On this. One of the issues with discussing this particular topic is that people are emotionally invested in this.
For example, for people that truly love 4e, you will often hear the following two contradictory things:
A. 5e is terrible, because they discarded all the good things about 4e.
B. 5e just reused the 4e system, so if you like 5e, you really like 4e.
On the other hand, if someone didn't like 4e, they are often going to resort to language to describe a feeling it engendered in them; more often than not, because they lack the terminology to describe the feeling in very critical manner (and because they bounced off of it and will be talking to someone with a system mastery of 4e), this conversation will go nowhere.
This isn't uncommon. Think about keyboards that you might type on. You might have strong preferences for the keyboard- the key travel. The clickety clack that it provides. The spacing between individual keys. These preferences will be different between different people, but unless you are intimately familiar with these ideas, more often than not you will often resort to saying, "I just don't like that particular keyboard." But at least with keyboards these concepts have been studied and, for the most part, engineered.
A lot of creative fields don't have that same amount of thought behind them, and while there is a lot of critical analysis, there remains a maddeningly subjective component. One person's camp classic is another person's terrible film. Or, to bring it to the topic at hand, some people have a different level when it comes to suspension of disbelief. Why aren't the police responding to that shooting? Why do you hear the "pew pew pew" in space? Why is opening statement and closing argument in that three-week trial both less than three minutes? Etc. In other words, what works for some people, doesn't work for others.
Moving to the AEDU example, it's pretty simple. Let's concentrate on the "E". The issue a lot of D&D players had with the "E" (refresher- "E"ncounter) power system is that while it solved a problem that D&D has always had (the issue of "going nova" in combats) by making giving powers different cooldown periods (at will, per encounter, and daily) it make explicit and unavoidable that this was no longer interested in verisimilitude.
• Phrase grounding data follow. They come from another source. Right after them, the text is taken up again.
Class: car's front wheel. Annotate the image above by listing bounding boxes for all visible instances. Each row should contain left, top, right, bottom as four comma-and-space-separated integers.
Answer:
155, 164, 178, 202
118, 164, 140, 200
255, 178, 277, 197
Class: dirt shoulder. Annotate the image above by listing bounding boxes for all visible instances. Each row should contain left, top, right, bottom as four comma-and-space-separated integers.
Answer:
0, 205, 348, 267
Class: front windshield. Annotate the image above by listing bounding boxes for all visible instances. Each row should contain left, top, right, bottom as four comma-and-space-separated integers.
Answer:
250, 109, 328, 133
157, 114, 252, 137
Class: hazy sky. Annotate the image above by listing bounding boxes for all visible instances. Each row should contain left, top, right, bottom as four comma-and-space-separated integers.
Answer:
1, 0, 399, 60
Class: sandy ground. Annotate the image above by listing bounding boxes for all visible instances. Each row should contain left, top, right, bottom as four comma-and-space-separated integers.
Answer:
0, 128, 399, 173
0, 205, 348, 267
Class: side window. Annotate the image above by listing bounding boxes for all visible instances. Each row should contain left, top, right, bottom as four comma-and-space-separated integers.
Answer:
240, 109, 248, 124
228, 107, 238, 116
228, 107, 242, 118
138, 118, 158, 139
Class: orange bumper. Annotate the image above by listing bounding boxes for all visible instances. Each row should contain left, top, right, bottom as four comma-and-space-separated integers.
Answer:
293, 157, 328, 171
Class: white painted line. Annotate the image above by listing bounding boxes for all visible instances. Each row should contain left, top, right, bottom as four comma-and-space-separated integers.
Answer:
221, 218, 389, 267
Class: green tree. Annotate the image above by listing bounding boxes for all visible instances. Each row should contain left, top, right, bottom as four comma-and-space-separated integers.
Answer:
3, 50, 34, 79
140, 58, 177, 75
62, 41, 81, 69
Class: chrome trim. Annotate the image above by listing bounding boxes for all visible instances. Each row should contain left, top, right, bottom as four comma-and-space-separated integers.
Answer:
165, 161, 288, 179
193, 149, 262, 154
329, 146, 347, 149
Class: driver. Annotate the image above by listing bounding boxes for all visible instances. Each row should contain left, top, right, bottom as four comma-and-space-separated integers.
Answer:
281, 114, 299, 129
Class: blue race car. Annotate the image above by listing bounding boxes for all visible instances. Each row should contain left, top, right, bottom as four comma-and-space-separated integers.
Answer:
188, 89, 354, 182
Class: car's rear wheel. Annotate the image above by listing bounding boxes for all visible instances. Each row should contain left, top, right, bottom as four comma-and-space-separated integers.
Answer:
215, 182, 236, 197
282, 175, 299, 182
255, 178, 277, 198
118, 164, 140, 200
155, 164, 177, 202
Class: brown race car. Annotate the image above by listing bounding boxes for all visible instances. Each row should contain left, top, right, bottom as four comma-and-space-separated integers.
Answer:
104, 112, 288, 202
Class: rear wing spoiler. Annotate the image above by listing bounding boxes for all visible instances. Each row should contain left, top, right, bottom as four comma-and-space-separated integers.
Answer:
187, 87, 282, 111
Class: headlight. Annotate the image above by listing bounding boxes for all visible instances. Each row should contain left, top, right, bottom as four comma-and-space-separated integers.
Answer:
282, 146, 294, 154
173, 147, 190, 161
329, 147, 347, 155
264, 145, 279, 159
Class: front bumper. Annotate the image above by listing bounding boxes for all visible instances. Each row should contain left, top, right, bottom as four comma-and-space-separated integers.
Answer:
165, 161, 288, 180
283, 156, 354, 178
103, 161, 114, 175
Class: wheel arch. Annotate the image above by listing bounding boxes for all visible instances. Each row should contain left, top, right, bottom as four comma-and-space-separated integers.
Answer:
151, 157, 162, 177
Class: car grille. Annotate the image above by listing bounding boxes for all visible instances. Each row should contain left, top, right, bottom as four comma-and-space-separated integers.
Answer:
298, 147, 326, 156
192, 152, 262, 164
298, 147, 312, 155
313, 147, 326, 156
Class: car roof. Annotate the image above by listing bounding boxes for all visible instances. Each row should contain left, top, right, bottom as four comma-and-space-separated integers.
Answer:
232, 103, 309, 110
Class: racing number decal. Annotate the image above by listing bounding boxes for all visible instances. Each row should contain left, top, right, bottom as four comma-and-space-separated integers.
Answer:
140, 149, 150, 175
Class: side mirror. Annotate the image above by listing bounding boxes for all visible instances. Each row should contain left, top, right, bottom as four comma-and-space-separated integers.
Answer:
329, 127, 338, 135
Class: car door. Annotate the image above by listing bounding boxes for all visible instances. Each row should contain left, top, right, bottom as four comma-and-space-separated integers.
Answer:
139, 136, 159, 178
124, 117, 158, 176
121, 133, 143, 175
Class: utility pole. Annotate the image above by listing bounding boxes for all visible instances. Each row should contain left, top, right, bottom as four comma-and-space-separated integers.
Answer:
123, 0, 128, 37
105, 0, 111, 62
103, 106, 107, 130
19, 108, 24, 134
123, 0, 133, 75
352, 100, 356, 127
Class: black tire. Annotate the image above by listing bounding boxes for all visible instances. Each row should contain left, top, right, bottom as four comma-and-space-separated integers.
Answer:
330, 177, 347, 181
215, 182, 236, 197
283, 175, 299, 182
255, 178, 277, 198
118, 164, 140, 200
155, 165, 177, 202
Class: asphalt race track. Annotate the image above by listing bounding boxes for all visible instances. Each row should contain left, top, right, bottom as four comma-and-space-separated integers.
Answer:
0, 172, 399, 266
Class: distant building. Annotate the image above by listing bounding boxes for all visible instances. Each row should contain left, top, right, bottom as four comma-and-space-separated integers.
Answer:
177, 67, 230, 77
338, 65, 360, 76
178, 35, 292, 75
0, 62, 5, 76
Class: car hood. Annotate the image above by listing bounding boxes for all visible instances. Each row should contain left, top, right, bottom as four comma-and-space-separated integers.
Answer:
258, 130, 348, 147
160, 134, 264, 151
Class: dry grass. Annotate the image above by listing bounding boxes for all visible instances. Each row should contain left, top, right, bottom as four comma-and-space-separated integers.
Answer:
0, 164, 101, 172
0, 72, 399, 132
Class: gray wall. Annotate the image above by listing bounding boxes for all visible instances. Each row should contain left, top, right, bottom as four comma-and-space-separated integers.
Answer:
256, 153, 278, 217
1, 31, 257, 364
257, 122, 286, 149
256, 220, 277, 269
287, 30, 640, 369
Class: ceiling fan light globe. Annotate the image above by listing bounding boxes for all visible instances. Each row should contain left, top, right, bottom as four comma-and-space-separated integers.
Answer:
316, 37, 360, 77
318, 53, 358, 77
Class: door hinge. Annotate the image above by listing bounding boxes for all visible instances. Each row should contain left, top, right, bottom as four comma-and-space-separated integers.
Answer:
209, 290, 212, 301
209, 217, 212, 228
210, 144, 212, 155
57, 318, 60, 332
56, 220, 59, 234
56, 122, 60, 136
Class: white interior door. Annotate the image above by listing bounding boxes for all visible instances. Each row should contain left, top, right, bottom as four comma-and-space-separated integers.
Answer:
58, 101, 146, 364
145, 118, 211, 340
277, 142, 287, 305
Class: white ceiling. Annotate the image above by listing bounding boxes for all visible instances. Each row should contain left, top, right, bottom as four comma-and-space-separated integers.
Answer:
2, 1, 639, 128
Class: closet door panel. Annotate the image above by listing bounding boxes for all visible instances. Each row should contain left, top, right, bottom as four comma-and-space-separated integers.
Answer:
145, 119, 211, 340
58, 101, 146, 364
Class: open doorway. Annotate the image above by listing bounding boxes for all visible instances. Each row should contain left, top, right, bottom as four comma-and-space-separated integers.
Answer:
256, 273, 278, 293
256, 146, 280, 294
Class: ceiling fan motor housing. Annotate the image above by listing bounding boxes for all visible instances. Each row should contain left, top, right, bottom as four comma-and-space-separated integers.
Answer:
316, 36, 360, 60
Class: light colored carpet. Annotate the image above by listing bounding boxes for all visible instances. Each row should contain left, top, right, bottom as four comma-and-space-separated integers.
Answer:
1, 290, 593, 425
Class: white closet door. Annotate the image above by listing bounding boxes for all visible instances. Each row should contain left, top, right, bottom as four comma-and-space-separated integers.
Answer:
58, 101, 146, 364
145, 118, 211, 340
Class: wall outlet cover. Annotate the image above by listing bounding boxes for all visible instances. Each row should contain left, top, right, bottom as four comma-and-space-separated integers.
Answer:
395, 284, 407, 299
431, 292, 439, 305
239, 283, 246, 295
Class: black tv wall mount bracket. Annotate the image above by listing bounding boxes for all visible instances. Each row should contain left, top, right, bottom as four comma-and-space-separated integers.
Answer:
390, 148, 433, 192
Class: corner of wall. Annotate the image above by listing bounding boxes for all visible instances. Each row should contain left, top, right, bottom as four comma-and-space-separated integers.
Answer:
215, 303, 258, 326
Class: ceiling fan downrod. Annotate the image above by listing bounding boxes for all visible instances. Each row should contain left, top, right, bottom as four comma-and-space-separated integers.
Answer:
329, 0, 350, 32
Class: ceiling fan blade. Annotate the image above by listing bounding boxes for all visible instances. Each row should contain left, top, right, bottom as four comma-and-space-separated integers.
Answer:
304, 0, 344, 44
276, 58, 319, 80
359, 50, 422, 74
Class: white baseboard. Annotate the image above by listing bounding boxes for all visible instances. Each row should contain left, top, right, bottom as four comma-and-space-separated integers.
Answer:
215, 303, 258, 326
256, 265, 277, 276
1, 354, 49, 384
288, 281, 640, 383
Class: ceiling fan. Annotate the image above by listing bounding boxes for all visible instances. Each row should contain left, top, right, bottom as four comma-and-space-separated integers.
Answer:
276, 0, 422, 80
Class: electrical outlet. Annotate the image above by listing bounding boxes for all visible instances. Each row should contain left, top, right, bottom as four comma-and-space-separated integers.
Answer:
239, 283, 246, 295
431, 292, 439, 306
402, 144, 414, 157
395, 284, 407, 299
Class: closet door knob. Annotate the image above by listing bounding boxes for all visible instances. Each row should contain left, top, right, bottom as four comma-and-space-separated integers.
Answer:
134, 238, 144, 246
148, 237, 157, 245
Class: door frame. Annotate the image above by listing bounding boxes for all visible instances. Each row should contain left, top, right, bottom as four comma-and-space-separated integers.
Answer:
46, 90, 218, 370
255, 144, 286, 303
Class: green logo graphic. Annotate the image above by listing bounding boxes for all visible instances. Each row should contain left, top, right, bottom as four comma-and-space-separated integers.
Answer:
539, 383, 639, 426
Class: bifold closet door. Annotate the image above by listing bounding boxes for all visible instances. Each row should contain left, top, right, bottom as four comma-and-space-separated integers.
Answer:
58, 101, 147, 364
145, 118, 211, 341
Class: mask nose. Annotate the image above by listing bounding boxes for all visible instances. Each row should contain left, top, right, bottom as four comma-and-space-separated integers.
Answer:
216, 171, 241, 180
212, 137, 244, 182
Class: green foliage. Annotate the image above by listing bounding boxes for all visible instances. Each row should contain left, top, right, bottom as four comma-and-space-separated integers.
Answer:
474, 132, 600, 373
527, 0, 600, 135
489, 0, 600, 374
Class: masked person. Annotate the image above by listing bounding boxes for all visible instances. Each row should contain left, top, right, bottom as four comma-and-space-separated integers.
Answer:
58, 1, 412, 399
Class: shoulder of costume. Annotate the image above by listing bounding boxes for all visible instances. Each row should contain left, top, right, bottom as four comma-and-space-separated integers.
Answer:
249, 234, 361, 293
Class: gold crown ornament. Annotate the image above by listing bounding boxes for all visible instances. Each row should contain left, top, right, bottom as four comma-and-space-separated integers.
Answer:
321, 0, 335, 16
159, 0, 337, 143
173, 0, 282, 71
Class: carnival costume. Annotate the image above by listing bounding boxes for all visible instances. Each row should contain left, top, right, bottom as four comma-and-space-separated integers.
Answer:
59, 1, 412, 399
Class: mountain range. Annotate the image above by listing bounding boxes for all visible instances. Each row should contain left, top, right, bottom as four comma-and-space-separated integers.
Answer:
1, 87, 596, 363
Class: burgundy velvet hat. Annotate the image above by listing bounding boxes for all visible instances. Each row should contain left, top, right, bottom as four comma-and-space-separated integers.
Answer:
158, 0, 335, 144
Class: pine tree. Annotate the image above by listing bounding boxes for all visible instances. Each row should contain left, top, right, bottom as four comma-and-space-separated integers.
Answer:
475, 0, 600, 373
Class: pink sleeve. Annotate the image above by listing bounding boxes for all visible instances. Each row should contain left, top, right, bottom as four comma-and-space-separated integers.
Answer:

For the first time, the game provided resources that would be regained not through the passage of time, but due to the needs of the fiction.
Now, there are many people that might say, "FINALLY!" But that isn't the same as a short rest. Which is, again, time-based. In addition, the different classes aren't balanced around a At Will/Short Rest/Long Rest/ system. For a lot of people, this is one of many example where the game, regardless of the good design, went too far and "felt wrong."
Is it that much weirder than, say, an ability that you can use "more times per day as you increase in level" (proficiency times per day)? I can't tell you. I can tell you that for a lot of people, it feels
different.
It's similar to the many issues with hit points. There are people that grudgingly agree with the abstract nature of hit points. But if you make it too "in their face," (damage on a miss, or the proverbial high level character who just jumps from their house down a chasm to go to work because they have the hit points for it), they revolt. Because everyone has a different tolerance level, and one person's "great design" is another person's "too far."